Richard T. Watson, Gigi G. Kelly, Robert D. Galliers, and James C. Brancheau consolidate and analyze the work on the key issues in information systems management in an international perspective. They identify and define four clusters of countries with somewhat similar key concerns. The authors offer national culture and economic development as the principal explanatory factors for this differentiation. It is clear that much more work has to be done to identify the factors more closely, particularly in view of the explanations offered by the preceding paper.
Electronic commerce (E-commerce) continues to capture the interest of both investigators and practitioners. In particular, the Internet-based E-commerce is attracting significant attention. Anitesh Barua, Sury Ravindran, and Andrew B. Whinston propose an analytical model that could help a buyer to maximize payoff from the process of selecting suppliers over the Internet. Considering that the Internet brings to the buyer's attention a great variety of suppliers with widely differing capabilities (``Nobody knows you are a dog on the Internet,'' says the caption to a New Yorker cartoon), search strategies emerge as an important factor in isolating appropriate suppliers. Further work will lead to strategies with broader applicabilities, supported by software search engines.
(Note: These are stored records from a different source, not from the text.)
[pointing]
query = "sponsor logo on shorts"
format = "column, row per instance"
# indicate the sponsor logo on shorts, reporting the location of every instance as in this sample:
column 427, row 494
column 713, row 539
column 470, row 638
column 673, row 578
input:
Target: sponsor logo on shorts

The next paper analyzes a range of the organizational effects of a well-known success in the well-established electronic-commerce model: Singapore's EDI-based hub-and-spoke TradeNet system. Hock-Hai Teo, Bernard C.Y. Tan, and Kwok-Kee Wei analyze the transformation of the business network that has emerged after the implementation of TradeNet. The reported gains from several years' worth of TradeNet exploitation include profound--and measurable--effects in the organizational specialization, informated business processes, and ``thick'' organizational linkages in the business network. Taken together, the effects are perceptible on the national level, as implicitly reported by Ein-Dor and his colleagues in their paper in this issue. We shall all witness with great interest the effects of the Internet on the further fortunes of TradeNet and of the business network that relies on it.
An interesting and specific problem is addressed in the paper by William B. Fredenberger, Astrid Lipp, and Hugh J. Watson: What are the information requirements of managers attempting to restore a failing business to health? Based on a survey of these managers, the authors identify the functional areas that need to be reported on and the types of reports the managers need to begin turning the firm around. These managers also tell us that the information they need is usually not available. Might we consider this a symptom of failure? Priorities in shoring up organizational information systems for a turnaround clearly emerge from the paper.
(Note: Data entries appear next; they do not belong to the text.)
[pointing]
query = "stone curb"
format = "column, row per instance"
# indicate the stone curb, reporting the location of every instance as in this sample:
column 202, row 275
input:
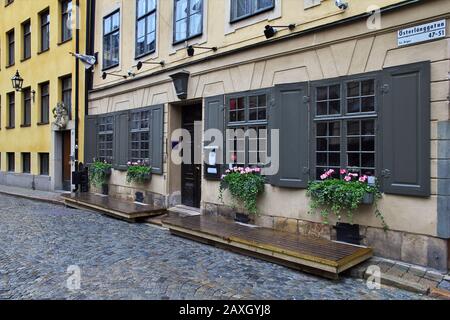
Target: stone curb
column 28, row 197
column 426, row 282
The concluding paper of the issue concerns the effects of the use of a group decision support systems (GDSS). In a laboratory experiment involving practicing managers, Simon S.K. Lam shows that the effects of the GDSS use on the quality of the decision and on the pattern of group communication depend on the nature of the task, classified into one of three categories. This is yet another contribution to our understanding of the complex effects of group-support tools.
I think you will find the diverse subjects presented and methodologies deployed stimulating and, in many cases, you will judge the paper a good read.
I would like to thank our outgoing member of the Editorial Board Jack Baroudi for his contribution and welcome to the Board new members Izak Benbasat and Magid Igbaria.